I was trying the retargeting approach. It was just looking strange, but you made the comment the skeleton was in the wrong place, which makes sense. It looked like during retargeting it was pulling the hips down to the ground.
Note: GLTF->Blender->OBJ->USD seems to lose the bones. With FBX I have tried different settings but the result does not load with textures in Omniverse. But skeleton was at right layer.
So next idea is a “fix it up” python script that restructures the USD file. Load USD, reorganize layers, write it back out. I can compare the FBX and GLTF versions to work out the correct structure I hope. The skeleton was a bit interesting - its a flat list of tags and layer names (I think).

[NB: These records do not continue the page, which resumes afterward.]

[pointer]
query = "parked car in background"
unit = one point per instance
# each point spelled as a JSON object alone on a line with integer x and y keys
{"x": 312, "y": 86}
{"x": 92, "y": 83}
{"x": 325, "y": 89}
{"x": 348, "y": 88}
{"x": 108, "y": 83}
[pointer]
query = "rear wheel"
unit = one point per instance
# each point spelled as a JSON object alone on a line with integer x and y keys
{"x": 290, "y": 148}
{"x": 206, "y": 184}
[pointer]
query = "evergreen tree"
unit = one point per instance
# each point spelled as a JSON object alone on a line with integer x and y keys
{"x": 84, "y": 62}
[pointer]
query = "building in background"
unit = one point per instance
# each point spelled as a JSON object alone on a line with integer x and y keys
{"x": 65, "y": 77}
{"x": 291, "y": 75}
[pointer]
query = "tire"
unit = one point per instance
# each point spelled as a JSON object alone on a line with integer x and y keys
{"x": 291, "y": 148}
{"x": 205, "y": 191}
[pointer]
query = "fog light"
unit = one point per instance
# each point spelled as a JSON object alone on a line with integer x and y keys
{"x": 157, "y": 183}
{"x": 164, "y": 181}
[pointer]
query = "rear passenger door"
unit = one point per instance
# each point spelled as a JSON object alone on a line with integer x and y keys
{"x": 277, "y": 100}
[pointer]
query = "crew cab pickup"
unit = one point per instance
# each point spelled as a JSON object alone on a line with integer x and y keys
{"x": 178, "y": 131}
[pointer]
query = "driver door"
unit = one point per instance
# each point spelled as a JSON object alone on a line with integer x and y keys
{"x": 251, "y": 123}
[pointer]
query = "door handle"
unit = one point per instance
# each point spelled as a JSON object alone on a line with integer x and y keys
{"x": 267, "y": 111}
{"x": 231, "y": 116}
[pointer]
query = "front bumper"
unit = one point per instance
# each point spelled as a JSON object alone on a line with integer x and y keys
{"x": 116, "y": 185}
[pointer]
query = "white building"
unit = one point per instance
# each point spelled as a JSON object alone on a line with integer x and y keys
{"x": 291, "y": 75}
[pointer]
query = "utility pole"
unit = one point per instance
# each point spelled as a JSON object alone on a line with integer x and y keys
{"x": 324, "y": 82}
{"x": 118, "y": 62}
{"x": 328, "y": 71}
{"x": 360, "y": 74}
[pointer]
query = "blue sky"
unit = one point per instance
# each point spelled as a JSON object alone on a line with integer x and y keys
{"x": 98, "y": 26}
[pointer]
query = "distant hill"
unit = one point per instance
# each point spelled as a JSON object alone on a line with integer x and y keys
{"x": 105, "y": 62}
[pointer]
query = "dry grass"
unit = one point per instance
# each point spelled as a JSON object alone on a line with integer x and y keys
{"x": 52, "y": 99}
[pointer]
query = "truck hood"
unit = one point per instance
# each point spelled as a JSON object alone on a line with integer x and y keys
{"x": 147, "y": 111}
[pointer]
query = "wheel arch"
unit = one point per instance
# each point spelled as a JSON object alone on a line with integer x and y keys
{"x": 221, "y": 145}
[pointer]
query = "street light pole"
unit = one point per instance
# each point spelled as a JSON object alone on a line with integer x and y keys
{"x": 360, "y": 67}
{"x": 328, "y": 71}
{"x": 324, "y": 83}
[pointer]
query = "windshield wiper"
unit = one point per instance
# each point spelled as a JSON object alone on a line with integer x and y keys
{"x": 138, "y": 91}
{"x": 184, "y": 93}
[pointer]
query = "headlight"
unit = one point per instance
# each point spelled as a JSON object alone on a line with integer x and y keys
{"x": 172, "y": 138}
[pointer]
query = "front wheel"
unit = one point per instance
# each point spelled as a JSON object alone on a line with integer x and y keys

I will probably have a go in USDA by hand first with a text editor, and if I get it right then try to automate it with a Python script. Good learning exercise. (I keep telling myself that.)
I need to fix other things anyway, so probably want such a script regardless. E.g. restructure the mesh layers to what audio2Face wants. I have a long list of topics to still work out in Omniverse. How to blend animation clips? (I don’t think the Sequencer supports this at present - you can only put one after the other.) How to combine procedural animation (e.g. “look at target”) with animation clips (including blending between them). I think everything is technically feasible - but some of it looks like a lot of work (probably too much for a hobby project).
The other “fun” I will have is Unity (where all my existing animation clips are) convert animation clips to “humanoid” animations. Rather than retargeting from one character to another, they convert animation clips to “humanoid” (generic), then retarget that to bone names. Each character has an “avatar description” which maps the bone names to the bones for that character. So its kinda the same, but different enough to make bringing them across… interesting. (It looks technically possible, just more work.) Fun times!
I really should get a scene working with the retargeting approach. I have a library of animation clips from many different original characters collected over time. So I have to wrap my head around what to do in Omniverse. Maybe convert all animation clips to a standard character, then retarget that one character to everyone else. Retargeting many source character animations to many target characters feels inefficient.
But I also have to work out hair bounces, hair in wind, cloth simulation for clothes, texture tiling for different skins, facial expressions, … it’s big enough a job that the logical part of my brain tells me “give up now, you will never finish it”. So this is currently more a learning exercise.